Ein großer Teil der Flüchtlinge kommt über das Mittelmeer. Es ist die gefährlichste Route, die man wählen kann. Sie lassen alles zurück: Papiere, Heimat, Freunde, Familie und nehmen nur das Nötigste mit: Einen Rucksack, die Kleidung, die sie am Körper tragen, im besten Fall noch ein Handy, um mit der Person in Kontakt zu bleiben, die sie für viel Geld in ein sicheres Land befördern soll oder um hinterher mit den Lieben in Kontakt zu bleiben. Sie sind über Monate unterwegs: auf dem Meer, zu Fuß, durchqueren dabei mehrere Länder, müssen an Grenzen warten, frieren, hungern. Teils verbringen sie sogar einige Zeit in Gefängnissen. Denn die Einreise in die EU über das Mittelmeer ist illegal. Eigentlich müssten sie mit dem Flugzeug kommen. Die nötigen Einreisepapiere haben aber nur die wenigsten.

Hoffen auf mehr
Was die Flüchtlinge antreibt, ist die Hoffnung andernorts ein besseres Leben führen zu können als in der Heimat. Sicher leben, zur Schule oder Universität gehen, arbeiten, Freunde finden. Ein ganz normales Leben eben.
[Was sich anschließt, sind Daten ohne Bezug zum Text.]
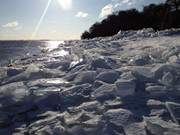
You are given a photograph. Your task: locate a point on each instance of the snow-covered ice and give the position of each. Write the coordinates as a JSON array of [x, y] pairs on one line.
[[127, 84]]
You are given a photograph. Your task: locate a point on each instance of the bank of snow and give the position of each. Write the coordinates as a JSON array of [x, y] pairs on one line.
[[127, 84]]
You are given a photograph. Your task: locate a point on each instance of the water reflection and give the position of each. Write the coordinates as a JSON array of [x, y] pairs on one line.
[[52, 45]]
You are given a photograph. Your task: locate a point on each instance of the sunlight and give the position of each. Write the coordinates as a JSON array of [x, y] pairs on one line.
[[65, 4]]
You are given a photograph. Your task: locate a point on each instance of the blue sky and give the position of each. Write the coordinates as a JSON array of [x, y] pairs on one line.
[[63, 19]]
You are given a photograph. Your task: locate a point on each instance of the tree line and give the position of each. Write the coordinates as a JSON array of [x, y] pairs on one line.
[[157, 16]]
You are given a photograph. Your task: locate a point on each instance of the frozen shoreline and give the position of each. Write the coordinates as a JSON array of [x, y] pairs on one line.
[[127, 84]]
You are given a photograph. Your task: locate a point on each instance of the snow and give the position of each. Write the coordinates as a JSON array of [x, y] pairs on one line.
[[98, 86]]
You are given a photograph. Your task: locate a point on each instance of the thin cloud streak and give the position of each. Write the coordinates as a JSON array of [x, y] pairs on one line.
[[11, 24]]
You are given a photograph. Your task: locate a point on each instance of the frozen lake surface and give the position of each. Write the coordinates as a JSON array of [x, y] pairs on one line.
[[127, 84]]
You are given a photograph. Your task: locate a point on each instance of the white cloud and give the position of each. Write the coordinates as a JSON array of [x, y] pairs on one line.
[[65, 4], [116, 5], [13, 24], [81, 14], [107, 10]]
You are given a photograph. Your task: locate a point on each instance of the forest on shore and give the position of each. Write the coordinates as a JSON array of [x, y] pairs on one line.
[[157, 16]]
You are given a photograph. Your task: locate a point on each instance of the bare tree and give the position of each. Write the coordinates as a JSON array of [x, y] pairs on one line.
[[175, 4]]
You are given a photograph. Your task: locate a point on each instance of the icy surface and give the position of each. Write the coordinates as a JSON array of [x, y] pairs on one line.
[[128, 84]]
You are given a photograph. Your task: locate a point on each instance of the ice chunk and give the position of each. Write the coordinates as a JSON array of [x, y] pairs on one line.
[[119, 117], [174, 110], [157, 126], [47, 82], [104, 92], [12, 93], [85, 77], [108, 76], [125, 88], [100, 63]]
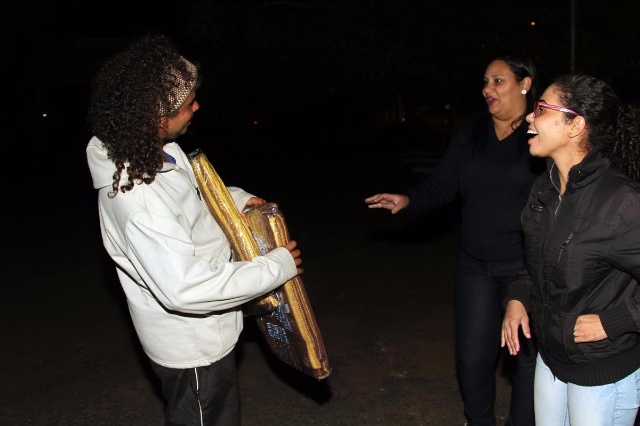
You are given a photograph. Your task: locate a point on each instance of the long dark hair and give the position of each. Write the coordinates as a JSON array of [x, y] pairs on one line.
[[124, 106], [522, 66], [613, 126]]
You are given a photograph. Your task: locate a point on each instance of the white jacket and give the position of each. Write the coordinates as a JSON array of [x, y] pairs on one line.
[[173, 261]]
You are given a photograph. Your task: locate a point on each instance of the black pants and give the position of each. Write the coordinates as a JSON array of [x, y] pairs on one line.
[[203, 396], [481, 288]]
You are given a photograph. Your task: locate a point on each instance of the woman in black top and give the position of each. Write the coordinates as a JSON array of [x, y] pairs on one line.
[[488, 164], [582, 237]]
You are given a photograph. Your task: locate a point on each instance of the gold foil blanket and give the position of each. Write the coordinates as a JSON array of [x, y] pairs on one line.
[[284, 316]]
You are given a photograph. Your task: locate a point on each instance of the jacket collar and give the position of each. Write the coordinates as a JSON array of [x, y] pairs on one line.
[[592, 166]]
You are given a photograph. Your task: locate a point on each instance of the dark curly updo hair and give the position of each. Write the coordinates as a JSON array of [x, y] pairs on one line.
[[130, 93]]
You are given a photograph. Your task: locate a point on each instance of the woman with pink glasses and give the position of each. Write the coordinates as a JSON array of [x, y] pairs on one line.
[[581, 223]]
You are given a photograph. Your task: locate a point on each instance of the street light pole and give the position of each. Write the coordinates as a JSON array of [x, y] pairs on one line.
[[572, 59]]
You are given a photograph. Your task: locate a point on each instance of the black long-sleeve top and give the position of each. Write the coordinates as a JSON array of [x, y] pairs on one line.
[[493, 178]]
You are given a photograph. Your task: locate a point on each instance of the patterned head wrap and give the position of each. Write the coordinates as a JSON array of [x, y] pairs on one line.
[[183, 83]]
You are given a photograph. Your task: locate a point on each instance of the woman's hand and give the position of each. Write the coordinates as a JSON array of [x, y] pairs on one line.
[[514, 317], [393, 202]]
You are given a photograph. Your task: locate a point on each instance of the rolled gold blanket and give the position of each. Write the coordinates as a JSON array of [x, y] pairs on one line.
[[284, 316]]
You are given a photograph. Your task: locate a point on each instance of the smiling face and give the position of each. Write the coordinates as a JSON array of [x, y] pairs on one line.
[[550, 129], [503, 93]]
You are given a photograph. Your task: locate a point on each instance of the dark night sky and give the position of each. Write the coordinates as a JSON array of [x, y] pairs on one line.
[[282, 57]]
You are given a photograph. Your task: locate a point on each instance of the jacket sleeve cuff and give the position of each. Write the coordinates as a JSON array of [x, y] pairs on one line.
[[617, 321], [520, 289]]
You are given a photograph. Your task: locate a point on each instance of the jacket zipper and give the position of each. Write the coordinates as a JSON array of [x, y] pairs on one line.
[[563, 246]]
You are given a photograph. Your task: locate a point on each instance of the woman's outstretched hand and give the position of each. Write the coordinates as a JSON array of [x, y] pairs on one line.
[[393, 202]]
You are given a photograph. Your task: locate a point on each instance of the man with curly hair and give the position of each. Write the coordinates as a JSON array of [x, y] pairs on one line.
[[184, 294]]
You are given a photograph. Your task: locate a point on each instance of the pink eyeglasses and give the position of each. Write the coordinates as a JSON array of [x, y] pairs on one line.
[[539, 105]]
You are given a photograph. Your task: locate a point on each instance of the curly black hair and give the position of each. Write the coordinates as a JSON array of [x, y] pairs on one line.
[[125, 103], [613, 125]]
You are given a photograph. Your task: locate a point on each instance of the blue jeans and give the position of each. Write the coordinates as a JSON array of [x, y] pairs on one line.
[[481, 288], [564, 404]]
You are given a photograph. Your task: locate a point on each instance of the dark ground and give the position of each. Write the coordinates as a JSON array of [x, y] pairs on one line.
[[380, 286]]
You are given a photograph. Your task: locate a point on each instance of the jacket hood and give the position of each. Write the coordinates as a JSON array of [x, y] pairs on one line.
[[100, 165]]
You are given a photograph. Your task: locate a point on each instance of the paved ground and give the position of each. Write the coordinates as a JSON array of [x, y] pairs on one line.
[[380, 285]]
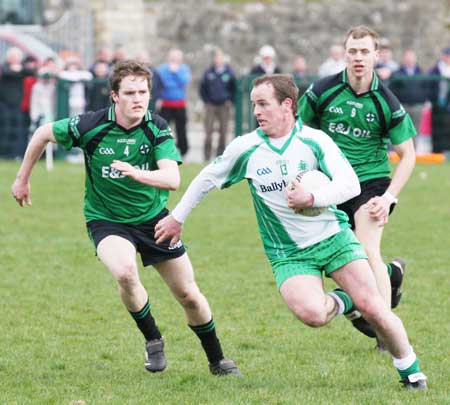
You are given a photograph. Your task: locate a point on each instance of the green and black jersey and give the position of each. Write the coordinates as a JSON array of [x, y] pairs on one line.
[[361, 124], [109, 195]]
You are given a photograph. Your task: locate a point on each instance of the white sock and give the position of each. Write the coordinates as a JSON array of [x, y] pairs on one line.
[[341, 306], [406, 362]]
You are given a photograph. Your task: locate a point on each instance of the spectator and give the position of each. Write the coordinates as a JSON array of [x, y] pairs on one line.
[[43, 98], [144, 57], [216, 91], [439, 96], [385, 66], [77, 95], [411, 92], [266, 62], [175, 77], [98, 89], [439, 90], [120, 54], [300, 73], [335, 62], [103, 55]]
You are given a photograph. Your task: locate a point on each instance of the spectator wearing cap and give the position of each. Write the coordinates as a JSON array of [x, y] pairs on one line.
[[175, 77], [216, 91], [385, 66], [265, 62], [335, 62]]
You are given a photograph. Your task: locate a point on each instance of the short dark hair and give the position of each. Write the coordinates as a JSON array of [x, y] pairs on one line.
[[361, 31], [129, 68], [284, 87]]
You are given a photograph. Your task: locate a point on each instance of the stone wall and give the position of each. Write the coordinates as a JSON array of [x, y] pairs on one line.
[[291, 26]]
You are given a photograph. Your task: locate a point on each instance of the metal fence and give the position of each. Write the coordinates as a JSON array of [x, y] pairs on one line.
[[13, 129]]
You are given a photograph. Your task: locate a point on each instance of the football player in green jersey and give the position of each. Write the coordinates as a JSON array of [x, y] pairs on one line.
[[362, 116], [301, 249], [131, 164]]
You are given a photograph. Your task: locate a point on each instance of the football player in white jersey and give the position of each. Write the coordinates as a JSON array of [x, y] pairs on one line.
[[301, 248]]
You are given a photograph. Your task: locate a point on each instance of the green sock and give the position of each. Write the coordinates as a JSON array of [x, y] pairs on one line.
[[345, 298], [208, 338]]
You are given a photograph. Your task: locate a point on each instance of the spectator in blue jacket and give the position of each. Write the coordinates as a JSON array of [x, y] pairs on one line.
[[216, 91], [411, 91], [174, 78]]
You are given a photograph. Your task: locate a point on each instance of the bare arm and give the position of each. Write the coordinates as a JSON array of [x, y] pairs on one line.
[[379, 206], [167, 176], [21, 186]]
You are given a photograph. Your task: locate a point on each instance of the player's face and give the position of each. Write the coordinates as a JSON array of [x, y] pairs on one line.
[[361, 56], [273, 118], [132, 99]]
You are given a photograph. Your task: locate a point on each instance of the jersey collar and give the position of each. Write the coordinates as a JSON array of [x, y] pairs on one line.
[[297, 128], [112, 114], [375, 80]]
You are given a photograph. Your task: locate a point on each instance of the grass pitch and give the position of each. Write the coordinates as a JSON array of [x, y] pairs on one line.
[[66, 337]]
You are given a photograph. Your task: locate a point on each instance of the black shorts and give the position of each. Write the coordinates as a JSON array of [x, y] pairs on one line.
[[369, 188], [142, 236]]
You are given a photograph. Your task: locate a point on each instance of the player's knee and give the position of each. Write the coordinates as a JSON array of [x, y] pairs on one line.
[[189, 298], [314, 317], [127, 276], [372, 310]]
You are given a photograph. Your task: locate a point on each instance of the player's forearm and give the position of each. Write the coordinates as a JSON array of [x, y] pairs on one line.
[[196, 191], [39, 140], [166, 179]]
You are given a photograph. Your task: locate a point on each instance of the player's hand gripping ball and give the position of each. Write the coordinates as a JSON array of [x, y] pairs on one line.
[[310, 180]]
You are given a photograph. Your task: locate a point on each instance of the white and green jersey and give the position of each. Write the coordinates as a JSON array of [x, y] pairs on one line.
[[268, 165]]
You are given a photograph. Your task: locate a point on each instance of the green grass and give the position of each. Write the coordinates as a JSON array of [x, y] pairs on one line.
[[65, 335]]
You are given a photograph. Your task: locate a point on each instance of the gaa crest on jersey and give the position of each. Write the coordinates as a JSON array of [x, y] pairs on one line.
[[370, 117], [144, 149], [73, 122], [283, 167]]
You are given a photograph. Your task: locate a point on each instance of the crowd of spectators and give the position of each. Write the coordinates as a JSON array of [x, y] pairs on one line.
[[28, 90]]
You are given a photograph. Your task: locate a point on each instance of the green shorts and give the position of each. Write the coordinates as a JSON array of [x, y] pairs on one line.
[[326, 256]]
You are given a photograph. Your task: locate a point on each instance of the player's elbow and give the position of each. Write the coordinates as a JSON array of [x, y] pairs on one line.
[[174, 182], [355, 188]]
Ein Leben, das für die meisten Menschen der Erde aber keine Selbstverständlichkeit ist, weilsie  in ihren Heimatländern aufgrund ihrer Nationalität oder ihres Glaubens verfolgt werden, weil dort Krieg herrscht oder massiv Menschenrechte verletzt werden. Die meisten Flüchtlinge kommen aus den Ländern Syrien, Afghanistan und Somalia.

Kinder und Jugendliche zuerst
Über die Hälfte aller Flüchtenden ist unter achtzehn Jahren alt. Oft reisen die Jugendlichen alleine, weil sie ihre Familie auf der Reise verloren haben oder von ihren Eltern vorgeschickt wurden ins fremde Land. Minderjährige müssen im Einreiseland nach dem Gesetzt besonders geschützt werden. Deshalb erhoffen sich die Eltern gute Chancen darauf, dass ihre Kinder bleiben dürfen, eine bessere Zukunft haben und sie selbst irgendwann nachreisen können. So sind die Teens als Hoffnungsträger ihrer Familien manchmal auch als unfreiwillige Pioniere, ganz auf sich allein gestellt. Wenn sie die gefährliche Flucht geschafft haben, kommen sie in ein ungewohntes Umfeld - weit weg, von Familie und Freunden. Und erstmal ist alles fremd: die Sprache, die Kultur, das Klima.

Willkommen heißen
"Ihr sollt keine Außländer unterdrücken. Ihr wisst, wie es ihm zumute sein muss, denn ihr seid selbst Ausländer in Ägypten gewesen" (2.Mose 23,9). Die wenigsten von uns wissen, wie es ist, verfolgt zu werden. Wir kennen aber das Gefühl sich fremd und allein zu fühlen - durch einen Umzug in eine andere Stadt, einen Schulwechsel oder auf einer Feier, wo man außer dem Gastgeber niemanden kennt. Da hofft jeder auf nette Leute, die einen anlächeln, willkommen heißen, in ein Gespräch verwickeln, zum Fußball mitnehmen oder fragen, ob man Bock auf Kino hat. Auch du kannst so ein Mensch für andere sein. Indem du die Flüchtlinge in deinem Land willkommen heißt.

Einfach machen
+ Hingehen. Du hast gerne mit Menschen zu tun und hilfst am liebsten vor Ort? Dann geh doch mal zu einer Flüchtlingsunterkunft in deiner Nähe und informiere dich, wo du anpacken kannst. Volleyball spielen, ein Kreativ-Event organisieren, bei der Essensausgabe helfen - ganz egal,alles ist wichtig.! Bring dich in bestehende Aktionen ein oder starte etwas ganz Eigenes. Was du mitbringst, ist wertvoll und bereichernd!
+ Ausmisten. Vielleicht magst du lieber ein bisschen Abstand. Kein Problem! Wirf mal einen Blick in deine Schränke, Schubladen und Ecken. Was brauchst du nicht mehr? Was könntest du anderen abgeben, die es dringender benötigen? Pack´s ein und bring´s zur nächsten Flüchtlingunterkunft. Wichtig: Informier dich vorher, was gebraucht wird. Viele Annahmestellen schreiben aus, welche Sachen gerade benötigt werden. Spende nur, was du selbst auch benutzen würdest!
+ Fürbitten. Steh für die anderen im Gebet ein! Es geschieht viel Unrecht, gerade in den Heimatländern, aus denen die Menschen fliehen. Angst und Gewalt bestimmen dort den Alltag. Wir alle brauchen Gott. Er ist unser wichtigster Partner im Kampf für Frieden und Gerechtigkeit.